# Thread: Obtain the maximum likelihood estmate of the average arrival rate

1. ## Obtain the maximum likelihood estmate of the average arrival rate

Question : It is assumed that the arrival of number of calls $X$ per hour follows Poisson distribution with parameter $\lambda$ . A random sample $X_1 = x_1, X_2 = x_2,.....X_n = x_n$ is taken. Obtain the maximum likelihood estimate of the average arrival rate

2. Originally Posted by zorro
Question : It is assumed that the arrival of number of calls $X$ per hour follows Poisson distribution with parameter $\lambda$ . A random sample $X_1 = x_1, X_2 = x_2,.....X_n = x_n$ is taken. Obtain the maximum likelihood estimate of the average arrival rate
Do you know what sort of distribution the waiting time follows? That is your starting point .... Go back and look it up in your class notes.

3. ## This is what u mean

Originally Posted by mr fantastic
Do you know what sort of distribution the waiting time follows? That is your starting point .... Go back and look it up in your class notes.

Do u mean exponential distribution????

4. Originally Posted by zorro
Do u mean exponential distribution????
Yes, but I realise now that I misread the question - this distribution is not relevant (which is not to say that it's not relevant to you in the broader context of developing and consolidating your general understanding).
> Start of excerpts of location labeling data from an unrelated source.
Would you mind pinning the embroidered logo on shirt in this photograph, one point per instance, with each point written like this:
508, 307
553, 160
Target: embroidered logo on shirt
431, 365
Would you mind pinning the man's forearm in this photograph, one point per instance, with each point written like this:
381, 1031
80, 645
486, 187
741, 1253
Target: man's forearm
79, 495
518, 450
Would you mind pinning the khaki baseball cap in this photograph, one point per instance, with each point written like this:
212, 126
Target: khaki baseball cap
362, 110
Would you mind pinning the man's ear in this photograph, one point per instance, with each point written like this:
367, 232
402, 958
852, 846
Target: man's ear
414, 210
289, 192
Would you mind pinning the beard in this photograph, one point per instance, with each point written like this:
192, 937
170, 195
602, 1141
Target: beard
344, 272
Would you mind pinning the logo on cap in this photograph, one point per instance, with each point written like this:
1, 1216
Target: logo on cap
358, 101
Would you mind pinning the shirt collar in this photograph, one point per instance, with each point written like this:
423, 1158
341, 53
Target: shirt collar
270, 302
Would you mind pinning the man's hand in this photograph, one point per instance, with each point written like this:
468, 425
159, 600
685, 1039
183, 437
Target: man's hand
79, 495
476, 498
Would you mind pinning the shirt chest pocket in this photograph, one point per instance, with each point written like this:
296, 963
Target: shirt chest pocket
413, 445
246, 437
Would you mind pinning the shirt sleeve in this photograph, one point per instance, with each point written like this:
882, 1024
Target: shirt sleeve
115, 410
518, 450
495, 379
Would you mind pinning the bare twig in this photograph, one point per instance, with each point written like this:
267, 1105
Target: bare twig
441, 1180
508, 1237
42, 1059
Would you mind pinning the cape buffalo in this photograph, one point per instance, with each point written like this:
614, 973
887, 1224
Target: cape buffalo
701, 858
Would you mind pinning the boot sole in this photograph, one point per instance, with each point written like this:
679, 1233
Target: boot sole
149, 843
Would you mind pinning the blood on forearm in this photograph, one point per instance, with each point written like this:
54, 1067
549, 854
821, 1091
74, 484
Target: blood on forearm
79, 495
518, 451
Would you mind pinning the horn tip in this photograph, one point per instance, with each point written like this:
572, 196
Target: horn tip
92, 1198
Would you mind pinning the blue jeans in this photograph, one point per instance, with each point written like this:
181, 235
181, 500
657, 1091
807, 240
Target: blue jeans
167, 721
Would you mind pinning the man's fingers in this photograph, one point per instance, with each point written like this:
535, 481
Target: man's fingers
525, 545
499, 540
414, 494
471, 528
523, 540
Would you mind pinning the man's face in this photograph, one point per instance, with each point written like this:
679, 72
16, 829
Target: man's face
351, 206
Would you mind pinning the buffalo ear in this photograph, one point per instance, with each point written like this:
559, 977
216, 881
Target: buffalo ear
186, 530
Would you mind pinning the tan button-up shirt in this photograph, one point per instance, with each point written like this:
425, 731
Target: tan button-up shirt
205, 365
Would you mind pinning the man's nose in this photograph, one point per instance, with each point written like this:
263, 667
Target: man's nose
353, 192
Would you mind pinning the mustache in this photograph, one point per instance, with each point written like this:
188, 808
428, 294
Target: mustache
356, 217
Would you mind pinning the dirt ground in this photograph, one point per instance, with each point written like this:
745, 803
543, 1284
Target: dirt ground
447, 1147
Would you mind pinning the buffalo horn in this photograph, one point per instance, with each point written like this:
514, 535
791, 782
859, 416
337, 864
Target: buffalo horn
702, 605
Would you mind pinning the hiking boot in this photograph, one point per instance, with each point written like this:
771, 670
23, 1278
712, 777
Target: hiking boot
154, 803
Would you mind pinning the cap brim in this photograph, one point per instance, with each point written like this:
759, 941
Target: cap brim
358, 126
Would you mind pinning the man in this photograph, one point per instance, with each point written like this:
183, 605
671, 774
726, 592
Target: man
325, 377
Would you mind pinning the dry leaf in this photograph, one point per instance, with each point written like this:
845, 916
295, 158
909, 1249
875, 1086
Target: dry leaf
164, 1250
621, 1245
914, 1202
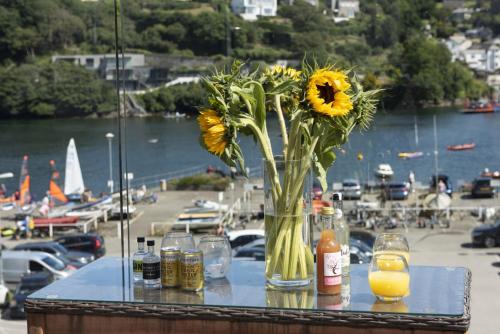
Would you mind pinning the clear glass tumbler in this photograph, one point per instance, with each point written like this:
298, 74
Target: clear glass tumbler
392, 243
182, 240
216, 255
389, 277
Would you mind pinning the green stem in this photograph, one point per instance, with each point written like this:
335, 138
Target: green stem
279, 111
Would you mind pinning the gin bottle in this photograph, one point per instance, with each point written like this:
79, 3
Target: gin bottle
151, 268
342, 231
137, 260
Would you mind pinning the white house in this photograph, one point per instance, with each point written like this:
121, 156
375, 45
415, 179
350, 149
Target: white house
250, 10
344, 10
483, 57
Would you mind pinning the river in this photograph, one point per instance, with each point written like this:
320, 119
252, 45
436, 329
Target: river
177, 147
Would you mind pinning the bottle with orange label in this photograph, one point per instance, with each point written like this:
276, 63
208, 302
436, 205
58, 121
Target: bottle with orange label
328, 257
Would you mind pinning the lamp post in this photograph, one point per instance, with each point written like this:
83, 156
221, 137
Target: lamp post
109, 137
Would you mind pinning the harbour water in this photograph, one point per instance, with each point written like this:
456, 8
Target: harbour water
177, 147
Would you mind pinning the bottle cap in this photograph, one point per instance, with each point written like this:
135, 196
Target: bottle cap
327, 210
Here is a Christmas present:

The likelihood function is $L(x_1, x_2, .... x_n) = \frac{e^{-\lambda} \lambda^{x_1}}{x_1!} \cdot \frac{e^{-\lambda} \lambda^{x_2}}{x_2!} \cdot .... \frac{e^{-\lambda} \lambda^{x_n}}{x_n!} = e^{-n \lambda} \left( \frac{\lambda^{x_1 + x_2 + .... + x_n}}{x_1! x_2! .... x_n!} \right)$.

Therefore $\ln L = -n \lambda + (x_1 + x_2 + .... + x_n) \ln \lambda - \ln (x_1! x_2! .... x_n!)$.

Your job is to solve $\frac{d \ln L}{d \lambda} = 0$ for $\lambda$. The answer is not surprising.